"Every hunter remembers Munson," said Pritchard flatly. "And everybody on Terra remem—"

Something squeaked under his foot. Pritchard flung himself sideways into the blackened stubble, rolled, and came up in a crouch, snapper at ready, while McManus stood blinking at him. Pritchard came back slowly, narrowed gaze riveted on the spot where he had stepped. McManus backed away, raising his own snapper. The rest of the men came running up.

Pritchard knelt and picked up something. It was stiff and charred and smelt acridly, but the men clustering around could see it had six legs. There was a click and a whirr as Kemp started the cam-rec.

Then McManus said, "I'll be damned" and picked up something else. It squealed and squirmed in his hand, and it also had six legs.

"What is it?" queried Majinski over his shoulder. "Rabbit?"

"Or squirrel," put in Greene, a rangy blond boy.

"Some kind of rodent, anyway," said Pritchard. He ran a finger the wrong way through baby fur and the little sharp muzzle flicked around to snap at him. He stood up. "The mother shielded it from our stern jetwash.

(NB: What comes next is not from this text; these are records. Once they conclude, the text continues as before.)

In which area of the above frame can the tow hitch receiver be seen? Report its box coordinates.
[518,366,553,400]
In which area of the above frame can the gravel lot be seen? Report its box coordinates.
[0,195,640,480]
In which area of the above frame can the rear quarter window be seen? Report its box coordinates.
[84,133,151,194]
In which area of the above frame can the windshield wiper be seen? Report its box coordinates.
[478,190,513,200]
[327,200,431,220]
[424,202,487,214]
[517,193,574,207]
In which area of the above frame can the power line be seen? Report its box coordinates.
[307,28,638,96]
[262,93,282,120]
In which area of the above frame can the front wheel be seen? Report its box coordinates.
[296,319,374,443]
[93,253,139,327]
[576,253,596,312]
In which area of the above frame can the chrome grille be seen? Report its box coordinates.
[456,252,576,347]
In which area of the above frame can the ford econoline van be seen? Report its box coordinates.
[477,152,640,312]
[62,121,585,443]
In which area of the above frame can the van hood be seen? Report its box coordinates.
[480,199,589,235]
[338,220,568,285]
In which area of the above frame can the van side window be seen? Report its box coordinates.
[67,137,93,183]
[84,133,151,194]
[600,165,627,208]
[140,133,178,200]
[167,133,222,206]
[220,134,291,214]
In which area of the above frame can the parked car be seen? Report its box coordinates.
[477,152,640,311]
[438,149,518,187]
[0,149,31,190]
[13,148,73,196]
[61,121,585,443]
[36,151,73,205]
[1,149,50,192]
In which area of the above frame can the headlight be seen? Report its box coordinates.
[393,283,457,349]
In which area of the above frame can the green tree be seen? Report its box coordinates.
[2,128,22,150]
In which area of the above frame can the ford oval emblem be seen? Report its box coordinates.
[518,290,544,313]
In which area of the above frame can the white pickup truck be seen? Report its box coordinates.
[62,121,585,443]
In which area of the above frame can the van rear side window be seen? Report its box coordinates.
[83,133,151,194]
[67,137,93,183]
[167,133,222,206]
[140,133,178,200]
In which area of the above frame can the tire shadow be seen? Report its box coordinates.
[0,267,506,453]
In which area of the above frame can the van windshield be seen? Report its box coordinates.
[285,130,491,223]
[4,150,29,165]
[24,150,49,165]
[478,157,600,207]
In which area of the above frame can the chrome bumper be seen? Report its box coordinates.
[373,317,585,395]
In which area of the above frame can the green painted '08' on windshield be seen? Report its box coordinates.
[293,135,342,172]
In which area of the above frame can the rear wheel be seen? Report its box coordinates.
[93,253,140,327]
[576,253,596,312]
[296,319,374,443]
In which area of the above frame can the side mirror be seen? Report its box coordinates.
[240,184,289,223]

She died that Junior might live." He wiped his hands on his cordron breeches. "Bring it along, Tom. We'll drop it in the tall grass."

By the time they reached the tall grass beyond the perimeter of the burn, Tom McManus had become attached to the little fur-ball, with its whiskery nose and knob-like feet, and found that it snuggled nicely in his breast pocket. Pritchard smiled indulgently and they all waded into the waist-high grass.


They went slowly, partly out of caution and partly because the long, thick-growing blades clogged and bunched around their legs. Little things went hopping and chittering out of their way, and the sun began to lay its heat on them. Birds, as yet unseen, called and cried and whistled in the dense growth ahead.